Government funds nuclear forging press

Sheffield Forgemasters International (SFIL) has been awarded £140m to install the UK’s first 15,000 tonne forging press to make ultra-large nuclear components. 

SFIL, which also supplies the UK defence industry, secured the final part of the funding package using an £80m government loan announced by business secretary Lord Mandelson at the Sheffield company’s site.

The government’s loan will act as an additional contribution to funding provided by key partners of SFIL, including nuclear power-plant manufacturer Westinghouse. 

The funding agreement means that SFIL will join a group of five companies capable of producing the largest components for nuclear-power reactors.

The group claims the contract will also create hundreds more jobs at its Brightside Lane site.

Graham Honeyman, chief executive at SFIL, said: ‘The government loan forms the final piece of a two-year project to finance the installation of a 15,000 tonne forging press that will place the UK at the peak of a global supply chain for civil nuclear manufacturing. 

‘There are other companies in the world looking to enter the market for these large-scale components, but none will be able to achieve production in the same timescales as SFIL, partly due to the lengthy time it takes to gain international accreditation to manufacture for the nuclear industry.’ 

According to the company, the demand for heavy nuclear forgings is set to more than triple by 2020, reaching 70,000 tonnes with global capacity only able to supply 59,000 tonnes over the same timescale. 

Graham added: ‘In order to place Britain in a position to capitalise on this deficit, SFIL will push through its plans, within the next three years, to make major castings and forgings for the power generation industry.’

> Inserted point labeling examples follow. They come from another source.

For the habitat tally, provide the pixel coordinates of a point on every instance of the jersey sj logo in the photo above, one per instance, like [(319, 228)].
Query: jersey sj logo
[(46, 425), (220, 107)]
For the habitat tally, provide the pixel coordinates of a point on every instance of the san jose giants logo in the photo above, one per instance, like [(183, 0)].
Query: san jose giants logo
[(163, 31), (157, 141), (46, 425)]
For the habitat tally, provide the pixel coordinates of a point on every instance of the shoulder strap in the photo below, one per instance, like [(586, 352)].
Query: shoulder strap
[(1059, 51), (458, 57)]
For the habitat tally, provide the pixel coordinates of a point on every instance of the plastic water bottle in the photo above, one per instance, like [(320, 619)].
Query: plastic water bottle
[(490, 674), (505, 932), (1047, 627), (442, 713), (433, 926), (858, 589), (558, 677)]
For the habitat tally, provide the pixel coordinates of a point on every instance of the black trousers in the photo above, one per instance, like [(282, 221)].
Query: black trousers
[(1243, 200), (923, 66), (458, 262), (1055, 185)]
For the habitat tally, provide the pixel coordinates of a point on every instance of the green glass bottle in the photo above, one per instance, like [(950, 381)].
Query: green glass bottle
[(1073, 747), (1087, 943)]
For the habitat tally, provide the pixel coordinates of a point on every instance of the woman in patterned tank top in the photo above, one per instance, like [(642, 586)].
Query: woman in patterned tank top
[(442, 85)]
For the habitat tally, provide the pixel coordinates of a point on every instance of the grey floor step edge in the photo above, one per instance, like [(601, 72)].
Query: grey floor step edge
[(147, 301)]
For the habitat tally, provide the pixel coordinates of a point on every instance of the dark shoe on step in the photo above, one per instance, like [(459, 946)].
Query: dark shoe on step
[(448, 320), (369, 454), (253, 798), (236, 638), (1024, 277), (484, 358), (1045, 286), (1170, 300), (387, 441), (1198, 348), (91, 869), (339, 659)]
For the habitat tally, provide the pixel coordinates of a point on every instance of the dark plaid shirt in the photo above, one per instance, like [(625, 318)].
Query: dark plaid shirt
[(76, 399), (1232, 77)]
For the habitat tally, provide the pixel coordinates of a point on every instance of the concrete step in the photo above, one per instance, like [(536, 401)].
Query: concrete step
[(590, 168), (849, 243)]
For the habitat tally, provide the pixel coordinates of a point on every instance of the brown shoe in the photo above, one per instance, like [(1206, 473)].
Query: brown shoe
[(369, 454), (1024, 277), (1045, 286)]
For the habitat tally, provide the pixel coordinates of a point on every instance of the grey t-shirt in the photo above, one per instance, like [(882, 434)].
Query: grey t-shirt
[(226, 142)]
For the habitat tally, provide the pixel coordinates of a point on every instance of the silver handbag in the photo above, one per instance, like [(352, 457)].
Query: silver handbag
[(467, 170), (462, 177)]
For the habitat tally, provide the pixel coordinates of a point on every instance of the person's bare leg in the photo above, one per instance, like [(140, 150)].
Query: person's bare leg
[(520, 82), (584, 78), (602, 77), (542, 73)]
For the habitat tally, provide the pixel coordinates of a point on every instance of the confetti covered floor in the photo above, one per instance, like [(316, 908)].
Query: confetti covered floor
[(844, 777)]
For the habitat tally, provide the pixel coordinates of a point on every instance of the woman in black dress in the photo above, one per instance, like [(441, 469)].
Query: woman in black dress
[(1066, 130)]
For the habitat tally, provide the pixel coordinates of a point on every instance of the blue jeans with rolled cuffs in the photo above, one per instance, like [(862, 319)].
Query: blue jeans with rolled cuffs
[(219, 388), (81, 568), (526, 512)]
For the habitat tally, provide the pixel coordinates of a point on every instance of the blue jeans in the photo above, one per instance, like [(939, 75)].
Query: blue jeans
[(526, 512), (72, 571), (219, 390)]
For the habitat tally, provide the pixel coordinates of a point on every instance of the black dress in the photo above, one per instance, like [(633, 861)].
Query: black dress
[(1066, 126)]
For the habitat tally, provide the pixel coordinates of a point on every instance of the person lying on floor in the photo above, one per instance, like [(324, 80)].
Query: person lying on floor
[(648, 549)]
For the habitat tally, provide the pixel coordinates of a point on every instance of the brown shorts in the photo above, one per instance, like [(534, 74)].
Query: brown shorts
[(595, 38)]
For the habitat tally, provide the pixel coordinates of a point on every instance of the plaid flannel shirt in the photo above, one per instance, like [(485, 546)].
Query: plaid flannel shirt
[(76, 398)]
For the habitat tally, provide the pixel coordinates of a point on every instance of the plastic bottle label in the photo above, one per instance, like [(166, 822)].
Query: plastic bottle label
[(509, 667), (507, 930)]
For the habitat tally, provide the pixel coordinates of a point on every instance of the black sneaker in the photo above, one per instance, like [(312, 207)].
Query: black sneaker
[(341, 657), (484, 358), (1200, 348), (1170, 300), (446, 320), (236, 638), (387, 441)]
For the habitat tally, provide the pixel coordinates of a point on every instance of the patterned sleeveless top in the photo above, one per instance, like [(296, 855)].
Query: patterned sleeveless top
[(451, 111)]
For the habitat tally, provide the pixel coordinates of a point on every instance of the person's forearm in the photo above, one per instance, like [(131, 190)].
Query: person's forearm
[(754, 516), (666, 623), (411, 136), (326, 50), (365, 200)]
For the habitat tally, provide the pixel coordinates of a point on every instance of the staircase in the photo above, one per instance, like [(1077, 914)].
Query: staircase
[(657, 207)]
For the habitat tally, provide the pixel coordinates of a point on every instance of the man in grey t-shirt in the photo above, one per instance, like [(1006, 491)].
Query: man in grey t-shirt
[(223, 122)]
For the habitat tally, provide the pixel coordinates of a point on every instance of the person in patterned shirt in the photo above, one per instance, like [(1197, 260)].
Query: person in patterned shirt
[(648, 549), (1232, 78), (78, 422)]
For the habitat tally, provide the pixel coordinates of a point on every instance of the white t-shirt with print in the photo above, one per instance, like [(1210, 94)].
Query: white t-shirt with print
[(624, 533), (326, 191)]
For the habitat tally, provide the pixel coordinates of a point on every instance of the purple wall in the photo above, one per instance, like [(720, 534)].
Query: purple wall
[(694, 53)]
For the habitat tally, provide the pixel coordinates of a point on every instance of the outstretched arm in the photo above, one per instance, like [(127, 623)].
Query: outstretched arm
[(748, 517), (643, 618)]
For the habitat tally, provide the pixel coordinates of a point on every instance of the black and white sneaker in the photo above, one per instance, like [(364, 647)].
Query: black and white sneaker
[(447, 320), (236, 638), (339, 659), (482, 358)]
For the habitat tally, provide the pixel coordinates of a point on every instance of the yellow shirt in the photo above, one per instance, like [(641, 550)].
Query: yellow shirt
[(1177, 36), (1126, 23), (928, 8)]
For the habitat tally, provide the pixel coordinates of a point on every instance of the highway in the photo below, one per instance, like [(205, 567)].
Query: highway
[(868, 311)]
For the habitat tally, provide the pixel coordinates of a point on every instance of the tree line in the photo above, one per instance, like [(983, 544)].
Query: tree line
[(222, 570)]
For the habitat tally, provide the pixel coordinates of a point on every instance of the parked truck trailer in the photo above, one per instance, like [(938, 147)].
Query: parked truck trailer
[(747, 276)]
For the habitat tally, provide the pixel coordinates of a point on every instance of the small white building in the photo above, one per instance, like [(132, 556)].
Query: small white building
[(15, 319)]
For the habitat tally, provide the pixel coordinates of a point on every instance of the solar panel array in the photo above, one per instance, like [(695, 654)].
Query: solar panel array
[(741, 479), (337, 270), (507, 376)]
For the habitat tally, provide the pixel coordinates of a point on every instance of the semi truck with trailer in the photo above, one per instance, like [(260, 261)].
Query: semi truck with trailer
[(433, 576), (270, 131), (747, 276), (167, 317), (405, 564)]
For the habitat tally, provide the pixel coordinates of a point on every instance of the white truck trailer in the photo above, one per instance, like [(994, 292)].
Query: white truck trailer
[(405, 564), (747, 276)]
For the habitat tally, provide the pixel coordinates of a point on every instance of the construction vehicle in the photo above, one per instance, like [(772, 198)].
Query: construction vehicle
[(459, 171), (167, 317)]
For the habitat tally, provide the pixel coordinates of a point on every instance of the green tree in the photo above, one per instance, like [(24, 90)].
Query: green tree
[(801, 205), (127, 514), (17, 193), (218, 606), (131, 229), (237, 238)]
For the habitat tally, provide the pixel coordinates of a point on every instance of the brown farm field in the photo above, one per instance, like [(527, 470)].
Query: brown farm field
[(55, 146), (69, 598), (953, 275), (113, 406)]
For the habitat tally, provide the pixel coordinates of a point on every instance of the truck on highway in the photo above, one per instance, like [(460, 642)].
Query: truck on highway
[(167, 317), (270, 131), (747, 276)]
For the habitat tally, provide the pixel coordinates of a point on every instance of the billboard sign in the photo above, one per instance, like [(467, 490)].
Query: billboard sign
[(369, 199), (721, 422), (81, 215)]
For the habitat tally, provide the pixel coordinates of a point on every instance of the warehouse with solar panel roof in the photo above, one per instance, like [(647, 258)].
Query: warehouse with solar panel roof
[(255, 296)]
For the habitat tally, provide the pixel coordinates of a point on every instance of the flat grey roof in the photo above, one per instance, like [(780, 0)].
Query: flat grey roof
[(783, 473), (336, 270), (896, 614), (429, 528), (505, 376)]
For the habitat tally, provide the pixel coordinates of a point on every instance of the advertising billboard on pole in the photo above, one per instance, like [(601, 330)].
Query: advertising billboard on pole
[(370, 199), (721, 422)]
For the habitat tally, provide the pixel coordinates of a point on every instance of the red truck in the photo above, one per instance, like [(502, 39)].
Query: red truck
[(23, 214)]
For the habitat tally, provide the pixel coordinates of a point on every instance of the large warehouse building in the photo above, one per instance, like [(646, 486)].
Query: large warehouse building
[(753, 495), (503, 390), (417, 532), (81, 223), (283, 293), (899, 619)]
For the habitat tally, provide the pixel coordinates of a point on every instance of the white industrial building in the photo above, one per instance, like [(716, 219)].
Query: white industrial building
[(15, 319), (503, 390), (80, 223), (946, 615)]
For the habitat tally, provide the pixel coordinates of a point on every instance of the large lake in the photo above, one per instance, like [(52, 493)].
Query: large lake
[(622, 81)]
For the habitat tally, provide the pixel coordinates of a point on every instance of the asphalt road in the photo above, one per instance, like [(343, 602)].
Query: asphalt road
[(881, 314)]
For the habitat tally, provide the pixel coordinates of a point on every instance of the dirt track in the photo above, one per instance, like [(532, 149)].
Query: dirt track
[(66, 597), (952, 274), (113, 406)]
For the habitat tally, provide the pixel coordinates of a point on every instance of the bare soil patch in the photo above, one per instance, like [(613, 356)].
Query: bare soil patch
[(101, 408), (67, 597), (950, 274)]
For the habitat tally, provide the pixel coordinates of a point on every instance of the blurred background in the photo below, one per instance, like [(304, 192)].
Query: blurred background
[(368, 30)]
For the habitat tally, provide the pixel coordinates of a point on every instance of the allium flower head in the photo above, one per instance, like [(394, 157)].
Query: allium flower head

A report by business analyst Frost & Sullivan last year highlighted the issues that such disparity between supply and demand demonstrate. 

It stated that the main downside of an increase in nuclear projects concerned the availability of heavy equipment and long lead times.

The majority of equipment for new generation plants currently comes from international suppliers and nuclear-related companies that have been working at full capacity.